Durante l’esecuzione dell’antibiogramma non è sufficiente calcolare la MIC in quanto i pazienti immunodepressi non riescono ad uccidere i patogeni inibiti. Un antibiotico battericida deve garantirne infatti l’uccisione diretta, va quindi associato il valore di MBC.

MBC: concentrazione minima battericida, ovvero la più bassa concentrazione di antibiotico in grado uccidere, in vitro, almeno il 99.9% della popolazione iniziale (1 batterio su mille sfugge agli antibiotici).

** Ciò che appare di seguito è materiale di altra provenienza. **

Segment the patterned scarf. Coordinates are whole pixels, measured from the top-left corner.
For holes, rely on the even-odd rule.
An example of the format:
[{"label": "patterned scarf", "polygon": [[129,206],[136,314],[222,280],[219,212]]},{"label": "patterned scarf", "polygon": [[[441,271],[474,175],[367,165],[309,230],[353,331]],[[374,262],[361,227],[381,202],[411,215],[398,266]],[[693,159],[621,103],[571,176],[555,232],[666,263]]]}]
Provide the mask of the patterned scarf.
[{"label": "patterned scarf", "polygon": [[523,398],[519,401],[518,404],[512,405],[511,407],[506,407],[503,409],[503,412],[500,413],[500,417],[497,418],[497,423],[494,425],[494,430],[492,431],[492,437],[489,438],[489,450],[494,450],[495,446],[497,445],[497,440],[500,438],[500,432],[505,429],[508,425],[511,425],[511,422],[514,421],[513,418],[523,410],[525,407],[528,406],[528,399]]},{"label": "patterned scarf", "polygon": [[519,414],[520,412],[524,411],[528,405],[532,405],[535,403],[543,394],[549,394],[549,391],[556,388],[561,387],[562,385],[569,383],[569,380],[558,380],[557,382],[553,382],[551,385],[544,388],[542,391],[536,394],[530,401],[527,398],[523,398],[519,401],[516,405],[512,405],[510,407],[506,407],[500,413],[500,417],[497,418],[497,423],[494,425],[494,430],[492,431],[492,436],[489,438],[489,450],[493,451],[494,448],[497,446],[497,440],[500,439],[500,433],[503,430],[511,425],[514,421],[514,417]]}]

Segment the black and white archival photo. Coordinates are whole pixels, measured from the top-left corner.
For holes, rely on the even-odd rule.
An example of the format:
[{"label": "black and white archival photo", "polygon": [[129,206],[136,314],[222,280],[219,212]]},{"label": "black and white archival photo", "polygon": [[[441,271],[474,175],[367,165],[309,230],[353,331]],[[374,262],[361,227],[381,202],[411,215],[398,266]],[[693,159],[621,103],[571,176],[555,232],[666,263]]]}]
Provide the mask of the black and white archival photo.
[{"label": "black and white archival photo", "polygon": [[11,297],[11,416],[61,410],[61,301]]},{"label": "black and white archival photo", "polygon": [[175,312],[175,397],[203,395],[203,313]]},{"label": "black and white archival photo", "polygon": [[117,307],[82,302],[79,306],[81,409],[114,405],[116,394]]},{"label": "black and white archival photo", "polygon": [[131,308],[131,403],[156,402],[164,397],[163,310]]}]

Di determinazione più difficoltosa, si effettua con la conta o ci si affida ai sistemi automatizzati.

Il Killing Quotient non è altro che il rapporto MBC/MIC

  • Da 1 a 4 per antibiotici battericidi (β lattamici e chinoloni);
  • Maggiore di 4 >4 per antibiotici batteriostatici (sulfamidici e tetracicline).

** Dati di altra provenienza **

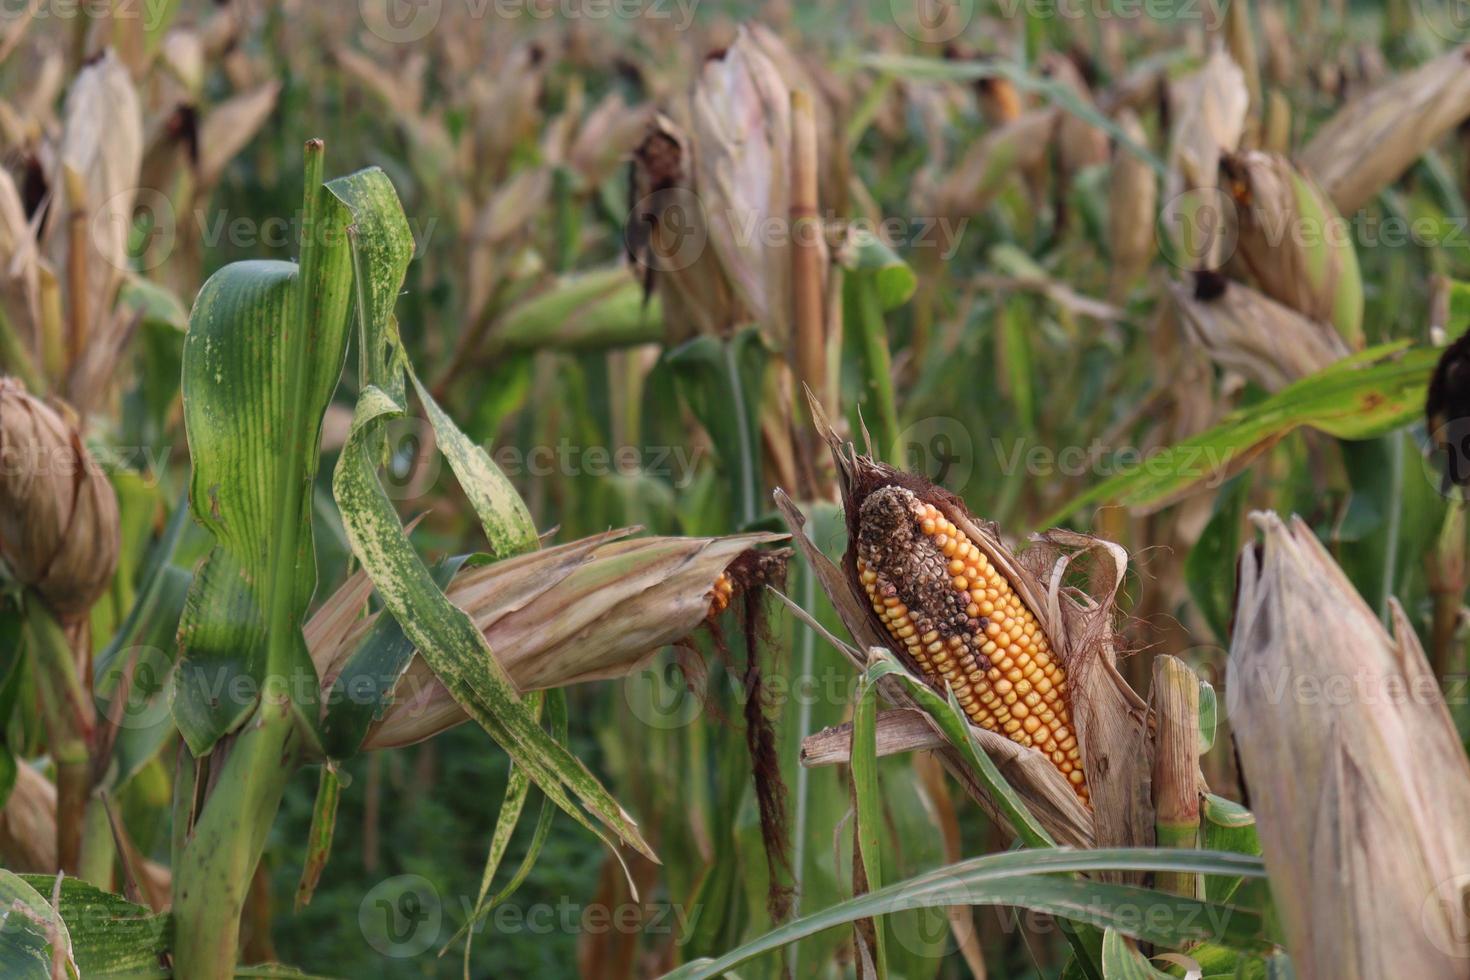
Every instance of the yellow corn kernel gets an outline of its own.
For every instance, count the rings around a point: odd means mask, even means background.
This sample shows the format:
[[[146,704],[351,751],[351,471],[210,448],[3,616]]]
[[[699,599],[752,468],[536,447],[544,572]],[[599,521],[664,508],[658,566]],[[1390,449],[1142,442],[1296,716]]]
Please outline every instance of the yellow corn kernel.
[[[730,597],[735,594],[735,583],[724,572],[715,579],[709,590],[709,618],[714,619],[730,607]]]
[[[937,507],[888,486],[863,501],[857,571],[899,652],[941,691],[948,682],[976,725],[1046,754],[1086,801],[1065,674],[983,550]]]

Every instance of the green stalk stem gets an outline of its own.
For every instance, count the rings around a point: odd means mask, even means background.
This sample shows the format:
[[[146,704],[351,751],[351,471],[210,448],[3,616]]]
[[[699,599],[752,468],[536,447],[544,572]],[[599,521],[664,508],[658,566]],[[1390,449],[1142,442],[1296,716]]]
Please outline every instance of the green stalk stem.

Può essere fallace perché molecole impiegate a lungo termine possono acquisire una capacità battericida (sulfamidici).

Categorie interpretative (breakpoints)

  1. Sensibilità: MIC inferiore al picco sierico massimo: l’infezione può essere trattata appropriatamente con il dosaggio usuale dell’antibiotico testato e raccomandato.
  2. Sensibilità intermedia: MIC sovrapponibile al picco sierico massimo; è suggerita efficacia nei siti corporei dove gli antibiotici sono fisiologicamente concentrati (chinoloni nelle urine) o quando l’antibiotico può venire utilizzato a concentrazioni più alte di quelle normali (β-lattamici)
  3. Resistenza: MIC superiore al picco sierico massimo: possibile fallimento dell’antibiotico testato; i ceppi resistenti non sono inibiti dalle normali concentrazioni sistemiche raggiunte in vivo dall’antibiotico in seguito a somministrazioni di dosi normali.

Regola 90 – 60

9060 rule”: recenti studi sostengono che, effettuato l’antibiogramma, il breakpoint S in vivo è associato a una risposta positiva nel 90%-95% dei pazienti, mentre in vivo anche batteri con breakpoint I rispondano positivamente alla terapia nel 60% dei pazienti.

Tecniche per la determinazione in vitro dell’antibiotico-sensibilità

Antibiogramma mueller hinton, aloni di inibizione

  • Brodo diluizione (micro-e macro metodo): automatico. Concentrazioni decrescenti di antibiotico e si sceglie la prima provetta che ha il colore limpido (corrisponde alla MIC)
  • Diffusione in agar (Kirby-Bauer): manuale. Valutazione, su terreno agarizzato, dei diametri degli Aloni di Inibizione che circondano il punto di deposizione di dischetti antibiotati
  • Agar diluizione
  • Sistemi Automatizzati

 

 

Antibiogramma urine

In caso di prelievo delle urine (mediante mitto intermedio, catetere vescicale, sacchetto o puntura sovrapubica) e prima di effettuare un antibiogramma, viene effettuata la dovuta urinocoltura.

In caso di urinocoltura positiva, 10^5 Unità Formanti Colonie per ml (secondo il criterio di Kass), si associa l’antibiogramma, così da associare ai patogeni presenti la dovuta terapia antibiotica.